3 primal urges that UX developers should design for


3 Jun 2019

Image: © areebarbar/Stock.adobe.com

Roz Thomas explains how an understanding of primal behaviours and unconscious decision-making can inform your UX strategy.

Evolution can’t keep up. Modern technology is progressing at an unruly pace that our bodies and brains can’t match. We’re living in a digital landscape, equipped principally with instincts inherited from our cave-dwelling ancestors.

Even though our conscious minds have evolved to at least try and keep pace with the modern world, we’re still hardwired to respond primitively to certain situations. To quote João Pedro de Magalhães: “Biologically, the human brain that went to the moon is the same that hunted mammoths in the last ice age.”

An understanding of our primal behaviours and how they govern unconscious decision-making can inform and improve companies’ UX strategies. Although there are countless nuances and caveats to our behaviour, there are three instincts that UX designers should particularly watch out for. These three primal urges demand a seamless user experience with pinpoint attention to detail, buckets of empathy and consideration of the memory people will take away.

1. The loss-aversion mindset

Consumers favour avoiding losses to acquiring equivalent gains. It’s better not to lose €10 than find €10.

This stems from priorities developed by our historic ancestors, who obviously weren’t planning to blitz nearly two grand on a foldable phone that would most certainly break the moment they touched it. They were looking after their precious resources of food, water and shelter, because that was integral to their survival.
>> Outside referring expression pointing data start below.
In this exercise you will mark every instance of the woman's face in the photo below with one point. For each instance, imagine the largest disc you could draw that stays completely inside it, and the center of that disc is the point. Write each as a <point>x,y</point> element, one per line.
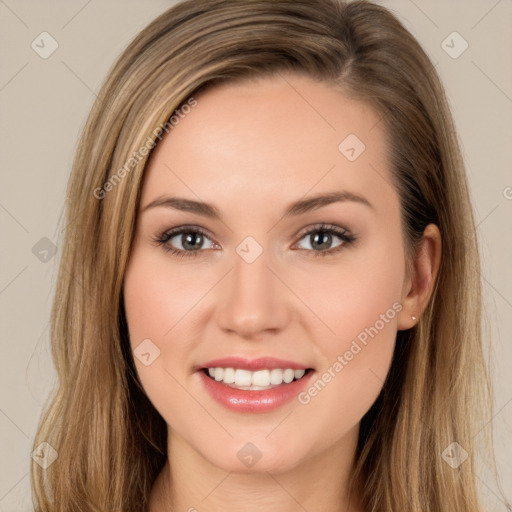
<point>279,279</point>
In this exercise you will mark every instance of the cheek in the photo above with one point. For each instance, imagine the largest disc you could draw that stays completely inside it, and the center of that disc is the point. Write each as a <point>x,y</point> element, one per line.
<point>359,302</point>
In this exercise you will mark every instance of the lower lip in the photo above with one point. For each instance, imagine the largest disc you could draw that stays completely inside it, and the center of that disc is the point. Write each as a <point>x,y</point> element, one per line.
<point>241,400</point>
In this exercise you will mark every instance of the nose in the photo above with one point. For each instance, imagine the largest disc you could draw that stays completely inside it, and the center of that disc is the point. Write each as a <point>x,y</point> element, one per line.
<point>253,300</point>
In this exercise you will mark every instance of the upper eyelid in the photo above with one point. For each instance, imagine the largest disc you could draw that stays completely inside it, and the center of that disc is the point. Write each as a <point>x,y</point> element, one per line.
<point>171,233</point>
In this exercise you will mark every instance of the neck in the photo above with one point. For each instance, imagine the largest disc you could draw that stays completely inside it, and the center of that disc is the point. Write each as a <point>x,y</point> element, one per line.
<point>192,483</point>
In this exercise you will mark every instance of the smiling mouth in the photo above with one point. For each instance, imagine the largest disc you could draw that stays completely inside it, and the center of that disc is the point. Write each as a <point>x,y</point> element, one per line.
<point>259,380</point>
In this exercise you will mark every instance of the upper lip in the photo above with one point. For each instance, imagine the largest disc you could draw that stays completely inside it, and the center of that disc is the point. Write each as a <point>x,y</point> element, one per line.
<point>260,363</point>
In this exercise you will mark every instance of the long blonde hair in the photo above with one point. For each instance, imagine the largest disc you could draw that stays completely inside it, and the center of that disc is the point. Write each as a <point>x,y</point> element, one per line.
<point>110,440</point>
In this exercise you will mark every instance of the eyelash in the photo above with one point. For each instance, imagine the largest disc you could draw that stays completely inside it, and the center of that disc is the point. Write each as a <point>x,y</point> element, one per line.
<point>164,237</point>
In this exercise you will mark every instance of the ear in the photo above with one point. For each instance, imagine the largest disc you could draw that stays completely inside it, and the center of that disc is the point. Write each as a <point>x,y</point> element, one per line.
<point>421,277</point>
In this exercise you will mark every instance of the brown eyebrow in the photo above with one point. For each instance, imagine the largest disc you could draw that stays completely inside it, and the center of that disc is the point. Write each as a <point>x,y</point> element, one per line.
<point>294,209</point>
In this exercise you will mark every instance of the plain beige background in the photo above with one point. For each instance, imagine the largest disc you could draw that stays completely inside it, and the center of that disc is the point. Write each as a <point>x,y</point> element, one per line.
<point>44,103</point>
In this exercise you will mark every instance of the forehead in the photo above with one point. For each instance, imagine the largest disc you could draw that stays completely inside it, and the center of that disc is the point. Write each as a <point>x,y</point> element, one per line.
<point>271,139</point>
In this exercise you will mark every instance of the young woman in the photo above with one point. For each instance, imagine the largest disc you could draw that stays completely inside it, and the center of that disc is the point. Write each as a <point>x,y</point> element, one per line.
<point>268,297</point>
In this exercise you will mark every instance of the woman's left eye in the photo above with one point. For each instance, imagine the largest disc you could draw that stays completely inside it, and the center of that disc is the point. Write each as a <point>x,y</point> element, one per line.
<point>322,236</point>
<point>191,240</point>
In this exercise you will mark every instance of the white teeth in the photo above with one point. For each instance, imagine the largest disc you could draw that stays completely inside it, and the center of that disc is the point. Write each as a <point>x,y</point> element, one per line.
<point>299,373</point>
<point>260,379</point>
<point>242,377</point>
<point>229,376</point>
<point>288,375</point>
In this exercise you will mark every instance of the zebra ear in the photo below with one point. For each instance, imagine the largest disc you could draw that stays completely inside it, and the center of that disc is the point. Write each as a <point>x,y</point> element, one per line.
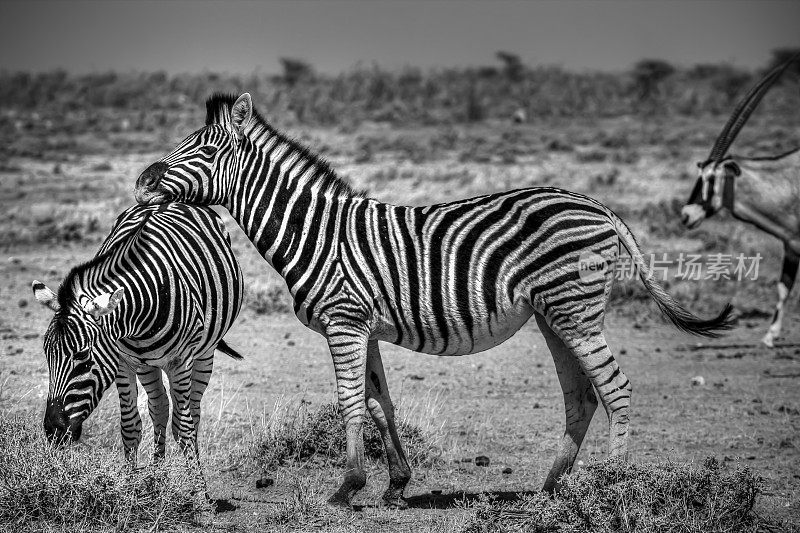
<point>44,295</point>
<point>241,113</point>
<point>104,304</point>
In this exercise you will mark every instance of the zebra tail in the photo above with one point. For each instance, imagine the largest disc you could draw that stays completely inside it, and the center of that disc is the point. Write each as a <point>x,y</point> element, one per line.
<point>681,317</point>
<point>223,347</point>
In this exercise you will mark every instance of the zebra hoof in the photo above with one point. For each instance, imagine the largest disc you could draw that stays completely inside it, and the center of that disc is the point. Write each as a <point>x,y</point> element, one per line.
<point>395,502</point>
<point>340,502</point>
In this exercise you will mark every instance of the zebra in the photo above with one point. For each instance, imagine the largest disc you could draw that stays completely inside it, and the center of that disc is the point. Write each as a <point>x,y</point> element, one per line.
<point>759,190</point>
<point>448,279</point>
<point>159,295</point>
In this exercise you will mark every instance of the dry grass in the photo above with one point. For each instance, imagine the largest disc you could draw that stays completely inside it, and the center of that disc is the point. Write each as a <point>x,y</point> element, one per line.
<point>77,488</point>
<point>613,496</point>
<point>296,434</point>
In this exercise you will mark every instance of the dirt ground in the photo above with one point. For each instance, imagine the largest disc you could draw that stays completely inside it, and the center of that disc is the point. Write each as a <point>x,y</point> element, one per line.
<point>505,404</point>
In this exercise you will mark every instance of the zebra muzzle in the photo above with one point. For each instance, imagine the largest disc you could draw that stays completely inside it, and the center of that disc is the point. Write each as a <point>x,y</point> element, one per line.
<point>146,185</point>
<point>58,427</point>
The stuff we hold dear has changed but the principle remains the same: we hate losing something precious to us. Look at the furore when Waitrose tried to remove its offer of free tea and coffee at its cafés, or when Tesco changed its Clubcard reward scheme so the value of some points were reduced.

Consumers feel ‘losses’ keenly and react angrily if they are deprived of rewards they have come to expect. UX designers need to consider how to ensure the loyalty schemes they develop are built for the long term. If that’s not possible, they must consider how they can manage changes without making people feel they’re losing something. Otherwise, they risk spurning a brand’s core client base.

2. The entourage effect

Status has always been important, even in tribal times, and it is built through power. It’s a demonstration of position in social hierarchy – if you can show off that power and use it to benefit others, your status will be elevated even further.

Recently, brands have caught on and use this cognitive bias to help customers elevate their VIP status while simultaneously doing an acquisition drive. An obvious example is something like Monzo’s Golden Ticket, which gives people the ability to help their friends skip the waiting list; or Virgin Atlantic’s Flying Club, which gives gold-tier members the chance to secure seats and ‘clubhouse access’ for their fellow travellers.

Whether we like to admit it or not, we all naturally crave status in some form, and brands poised to feed that consumer need and make the experience as high-class as possible are set to succeed.

3. The peak-end rule

This is arguably the most important cognitive bias, and the one which is most relevant to UXers looking to design for primitive behaviours.

Memory is an incredibly important tool for brands, especially when it comes to building brand loyalty and growing a customer base. As such, an understanding of the human memory is vital to manage decision-making.

As Daniel Kahneman pointed out in his now-famous TED Talk, there is a real difference between our ‘experiencing selves’ and our ‘remembering selves’. When we come to recall our experience, we’ll largely judge it on how it felt during the peaks and the denouement, regardless of whether the experience was actually pleasant or unpleasant.

To put this into context, Kahneman asks us to imagine we’re listening to a piece of classical music, something that’s pleasing to hear. Let’s say, at the end of this pleasant tune, there’s a horrid sound – nails against a chalkboard or a cat screaming in pain.

When you recall hearing that piece of music, you’ll remember the horrid sound at the end and likely decide overall that you didn’t enjoy listening to it. Even if you enjoyed 99pc of what you heard before, your memory is plagued by that incongruent final note. This is the trick our memories play on us.

In the context of digital experiences, you could have the most effortless, beautifully designed, intuitive checkout experience the world has ever seen, but if the confirmation page is confusing, rude or slow, you undermine the entire process. The consumer will just remember feeling uncertain that their payment went through, or that they will in fact receive their goods – then they’ll moan about it on social media (as they should). And that memory will influence if they choose to use your service again.

By Roz Thomas

Roz Thomas is director of experience at Dare, an experience, design and engineering company.